De acordo com Antônio, o filho David, de 4 anos, é quem o dá força para seguir adiante, mas o trauma ainda é grande
PUBLICADO EM 04/02/19 - 19h34
RAFAELA MANSUR
Com três costelas quebradas, a perna machucada e dificuldade de movimento das mãos, o ajudante geral Antônio França Filho, de 55 anos, diz que o dia 25 de janeiro tornou-se sua nova data de aniversário: "Deus me deu outra chance". Ele trabalhava para uma empresa terceirizada da Vale, em Brumadinho, a cerca de 500 metros da barragem que se rompeu.
Antônio atuava na parte superior de uma estrutura de ferro criada para a implantação de placas de sinalização. Ele e os colegas haviam acabado de voltar do almoço quando a barragem rompeu. "Achei estranho porque vi um funcionário da Vale correndo e perguntei para o meu colega por que será que ele estava daquele jeito, mas não teve tempo nem de resposta, veio um baque da lama contra a parte de baixo da da instalação. Começamos a gritar e foi um desespero total", conta.
A estrutura em que ele e os colegas estavam caiu, e Antônio ficou preso às ferragens. "Quando dei por mim, pedi a Deus que desse força para a gente, porque eu não sabia o que estava acontecendo. Para mim, o mundo estava acabando", diz. Segundo ele, houve um segundo baque e, depois, silêncio. "Quando eu abri os olhos, estava aquela poeira e não tinha mais barulho nenhum, mas eu estava preso às ferragens, eu não conseguia mexer nada, só minha cabeça e meus braços".
Ele conta que começou a gritar os nomes dos amigos e a pedir socorro, mas ninguém respondia. Duas horas depois, dois funcionários da Vale o encontraram e, com a ajuda dos bombeiros que chegaram em seguida, ele foi resgatado. Só depois de ser retirado das ferragens e levado para um local seguro, ele entendeu o que havia acontecido. "O que era estrada, instalação, homens trabalhando, equipamentos, não tinha mais nada, só lama. Eu não sabia se os colegas que estavam lá em cima comigo estavam vivos, mas eu sabia que os que estavam na estrada, eram mais de 20, não tinham sobrevivido", disse. Antônio foi levado para o Hospital de Pronto-Socorro João XXIII, em Belo Horizonte, onde passou cinco dias internado.
De acordo com ele, o filho David, de 4 anos, é quem o dá força para seguir adiante, mas o trauma ainda é grande. "Quando chega a noite é pior.
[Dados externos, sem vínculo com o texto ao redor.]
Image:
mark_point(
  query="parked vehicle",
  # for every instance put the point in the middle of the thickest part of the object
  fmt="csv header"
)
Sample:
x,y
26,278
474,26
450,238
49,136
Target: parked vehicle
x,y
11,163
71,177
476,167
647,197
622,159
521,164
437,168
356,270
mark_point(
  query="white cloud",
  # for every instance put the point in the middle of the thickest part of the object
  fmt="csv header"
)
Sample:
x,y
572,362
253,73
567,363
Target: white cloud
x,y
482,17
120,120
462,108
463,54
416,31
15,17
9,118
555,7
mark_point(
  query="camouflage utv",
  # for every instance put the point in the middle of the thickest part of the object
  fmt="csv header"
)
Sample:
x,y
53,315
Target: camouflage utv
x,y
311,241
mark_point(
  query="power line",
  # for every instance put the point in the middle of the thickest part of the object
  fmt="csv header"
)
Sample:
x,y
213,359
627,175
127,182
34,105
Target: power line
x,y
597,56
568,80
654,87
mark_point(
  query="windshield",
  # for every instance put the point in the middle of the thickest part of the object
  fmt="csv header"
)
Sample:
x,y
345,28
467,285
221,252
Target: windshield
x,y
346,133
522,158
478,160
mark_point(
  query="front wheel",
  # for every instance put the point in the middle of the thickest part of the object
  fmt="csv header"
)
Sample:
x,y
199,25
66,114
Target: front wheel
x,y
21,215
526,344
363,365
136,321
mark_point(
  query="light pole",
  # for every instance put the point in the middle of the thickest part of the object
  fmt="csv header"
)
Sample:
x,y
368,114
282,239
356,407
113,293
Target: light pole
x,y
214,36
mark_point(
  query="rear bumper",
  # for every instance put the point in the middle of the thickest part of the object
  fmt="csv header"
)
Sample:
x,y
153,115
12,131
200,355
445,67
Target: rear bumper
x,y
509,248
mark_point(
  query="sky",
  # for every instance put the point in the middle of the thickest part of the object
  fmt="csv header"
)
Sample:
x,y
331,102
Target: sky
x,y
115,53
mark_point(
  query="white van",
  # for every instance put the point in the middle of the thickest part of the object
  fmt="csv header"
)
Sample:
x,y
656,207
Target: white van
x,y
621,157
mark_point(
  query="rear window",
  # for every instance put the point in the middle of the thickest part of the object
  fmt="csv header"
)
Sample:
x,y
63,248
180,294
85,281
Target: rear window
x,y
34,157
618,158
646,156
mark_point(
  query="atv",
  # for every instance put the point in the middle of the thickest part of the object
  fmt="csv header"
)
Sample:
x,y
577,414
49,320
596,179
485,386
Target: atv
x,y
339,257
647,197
Eu deito e não consigo dormir, com dor no corpo e com aquelas imagens na cabeça. A gente fica mais tempo no trabalho do que em casa e os colegas se tornam uma família", desabafa. "É muito triste, porque debaixo daquela lama tem muita gente ainda. O que aconteceu não foi fácil, não, a cada dia a gente vai buscando forças para tentar passar por isso e seguir em frente".